Memories of my Father - George Willard Gibson, 11/18/1918 - 9/3/2012

Entry 5: Motivation

It is kind of difficult to write about this but I guess if there is something I would place as a failing for my father it is the area of motivation. Dad never pushed us. We were never driven to achieve in sports or school or career with powerful parental expectations. I think there are some very good aspects to that as I have seen a few kids whose lives were a living hell thanks to parents who expected too much and drove them too hard. In our case, it was kind of the opposite. It was as if my parents felt pushing would be a bad thing so with regard to ambition, they had a pretty hands-off approach.
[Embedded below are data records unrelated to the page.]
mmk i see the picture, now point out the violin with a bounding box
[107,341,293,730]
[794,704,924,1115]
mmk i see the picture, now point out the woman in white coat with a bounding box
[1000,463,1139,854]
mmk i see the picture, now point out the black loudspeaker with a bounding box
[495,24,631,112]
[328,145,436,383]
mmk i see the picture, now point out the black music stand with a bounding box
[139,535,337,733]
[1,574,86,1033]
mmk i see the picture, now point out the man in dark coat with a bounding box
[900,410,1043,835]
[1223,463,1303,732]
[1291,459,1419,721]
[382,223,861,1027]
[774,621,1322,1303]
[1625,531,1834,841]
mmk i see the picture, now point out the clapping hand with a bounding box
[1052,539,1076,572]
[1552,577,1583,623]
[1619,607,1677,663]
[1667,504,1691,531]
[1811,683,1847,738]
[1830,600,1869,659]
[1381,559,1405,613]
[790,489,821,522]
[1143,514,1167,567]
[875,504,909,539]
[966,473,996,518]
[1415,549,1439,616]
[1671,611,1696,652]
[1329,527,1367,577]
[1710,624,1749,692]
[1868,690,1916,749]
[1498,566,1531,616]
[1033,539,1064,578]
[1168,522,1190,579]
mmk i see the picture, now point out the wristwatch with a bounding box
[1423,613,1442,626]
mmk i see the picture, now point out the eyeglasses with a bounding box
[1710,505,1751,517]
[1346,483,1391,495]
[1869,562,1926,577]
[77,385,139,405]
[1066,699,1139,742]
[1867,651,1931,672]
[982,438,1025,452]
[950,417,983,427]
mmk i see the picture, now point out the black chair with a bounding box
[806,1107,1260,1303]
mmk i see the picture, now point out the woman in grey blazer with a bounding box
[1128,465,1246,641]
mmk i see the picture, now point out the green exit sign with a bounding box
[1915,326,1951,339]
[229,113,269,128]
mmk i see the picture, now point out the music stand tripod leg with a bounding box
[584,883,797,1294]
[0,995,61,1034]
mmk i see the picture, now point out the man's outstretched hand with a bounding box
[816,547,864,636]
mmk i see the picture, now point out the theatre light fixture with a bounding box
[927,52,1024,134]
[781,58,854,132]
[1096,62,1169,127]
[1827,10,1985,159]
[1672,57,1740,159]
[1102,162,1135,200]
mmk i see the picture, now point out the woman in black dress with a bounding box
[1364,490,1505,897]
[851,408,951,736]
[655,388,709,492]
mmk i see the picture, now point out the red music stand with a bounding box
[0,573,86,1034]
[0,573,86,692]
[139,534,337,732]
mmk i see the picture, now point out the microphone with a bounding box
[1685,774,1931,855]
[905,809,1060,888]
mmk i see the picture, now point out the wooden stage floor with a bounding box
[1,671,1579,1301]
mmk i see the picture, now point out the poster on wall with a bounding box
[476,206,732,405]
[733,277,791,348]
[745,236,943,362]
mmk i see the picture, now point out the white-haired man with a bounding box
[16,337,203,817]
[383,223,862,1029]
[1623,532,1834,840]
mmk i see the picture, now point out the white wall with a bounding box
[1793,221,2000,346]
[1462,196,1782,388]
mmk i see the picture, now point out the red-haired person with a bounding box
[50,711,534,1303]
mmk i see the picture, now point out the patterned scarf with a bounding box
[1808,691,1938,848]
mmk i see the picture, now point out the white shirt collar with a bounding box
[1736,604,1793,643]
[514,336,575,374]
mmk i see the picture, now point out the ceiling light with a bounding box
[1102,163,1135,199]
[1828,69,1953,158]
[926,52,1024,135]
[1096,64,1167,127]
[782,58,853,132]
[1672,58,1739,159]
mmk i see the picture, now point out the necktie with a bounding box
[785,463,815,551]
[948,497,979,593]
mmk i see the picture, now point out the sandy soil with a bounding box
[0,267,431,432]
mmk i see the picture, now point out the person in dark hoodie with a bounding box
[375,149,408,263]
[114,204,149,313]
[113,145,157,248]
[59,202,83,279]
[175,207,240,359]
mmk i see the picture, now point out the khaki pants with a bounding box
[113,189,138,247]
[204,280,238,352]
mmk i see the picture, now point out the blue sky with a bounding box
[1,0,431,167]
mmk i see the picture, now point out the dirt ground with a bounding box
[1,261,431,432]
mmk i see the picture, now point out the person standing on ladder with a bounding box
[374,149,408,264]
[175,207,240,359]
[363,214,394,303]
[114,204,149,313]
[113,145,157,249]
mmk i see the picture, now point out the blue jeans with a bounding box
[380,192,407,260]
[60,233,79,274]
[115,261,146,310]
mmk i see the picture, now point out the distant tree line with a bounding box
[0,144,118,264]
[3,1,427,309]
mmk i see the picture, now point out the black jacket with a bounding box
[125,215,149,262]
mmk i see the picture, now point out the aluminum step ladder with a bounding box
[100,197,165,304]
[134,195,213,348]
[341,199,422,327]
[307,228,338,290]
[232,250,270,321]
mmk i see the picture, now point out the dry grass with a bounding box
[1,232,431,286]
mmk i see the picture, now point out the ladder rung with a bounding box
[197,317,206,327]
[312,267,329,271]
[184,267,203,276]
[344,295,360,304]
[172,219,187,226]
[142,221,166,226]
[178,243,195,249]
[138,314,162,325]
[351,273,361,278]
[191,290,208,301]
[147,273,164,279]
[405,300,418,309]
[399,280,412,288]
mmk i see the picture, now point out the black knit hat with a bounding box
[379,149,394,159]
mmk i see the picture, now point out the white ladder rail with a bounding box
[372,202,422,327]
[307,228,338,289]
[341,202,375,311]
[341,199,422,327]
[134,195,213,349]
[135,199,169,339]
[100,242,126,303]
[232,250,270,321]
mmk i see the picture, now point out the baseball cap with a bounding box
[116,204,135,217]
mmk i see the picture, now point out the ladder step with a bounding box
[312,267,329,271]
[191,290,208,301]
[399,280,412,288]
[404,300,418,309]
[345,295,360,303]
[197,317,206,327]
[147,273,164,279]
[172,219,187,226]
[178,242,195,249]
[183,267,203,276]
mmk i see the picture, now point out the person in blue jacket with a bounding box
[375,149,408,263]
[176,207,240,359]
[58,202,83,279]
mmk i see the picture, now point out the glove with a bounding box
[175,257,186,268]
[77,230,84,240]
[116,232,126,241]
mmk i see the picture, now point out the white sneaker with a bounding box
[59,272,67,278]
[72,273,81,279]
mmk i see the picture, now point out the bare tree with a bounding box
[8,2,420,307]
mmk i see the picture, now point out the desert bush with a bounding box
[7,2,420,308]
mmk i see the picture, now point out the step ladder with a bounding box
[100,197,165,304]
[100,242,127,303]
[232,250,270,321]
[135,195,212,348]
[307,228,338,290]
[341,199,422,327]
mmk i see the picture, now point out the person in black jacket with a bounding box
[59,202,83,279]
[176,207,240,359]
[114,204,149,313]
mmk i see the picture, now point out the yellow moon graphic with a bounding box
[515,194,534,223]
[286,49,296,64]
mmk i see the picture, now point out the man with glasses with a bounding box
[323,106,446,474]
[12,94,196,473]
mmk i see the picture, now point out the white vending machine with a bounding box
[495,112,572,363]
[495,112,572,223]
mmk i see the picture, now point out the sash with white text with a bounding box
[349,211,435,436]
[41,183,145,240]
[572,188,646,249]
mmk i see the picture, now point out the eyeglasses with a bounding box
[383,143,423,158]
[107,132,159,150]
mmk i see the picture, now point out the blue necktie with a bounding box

My dad grew up the youngest child and only son of a farmer. It was fully expected that when he was an adult, he would take over the family farm. But allergies and hay fever made that an impossibility. In order to feed his wife and family, Dad had to move into town and get a job. At first he worked in a gas station and then got a job in one of the two refineries in El Dorado, where he eventually he became a unit supervisor. I have spent a limited amount of time on a farm and spent a little more time in an oil refinery and I can tell you that they have nothing in common. Anyone who expected to be spending his life farming would find a refinery to be a dramatic change in plans.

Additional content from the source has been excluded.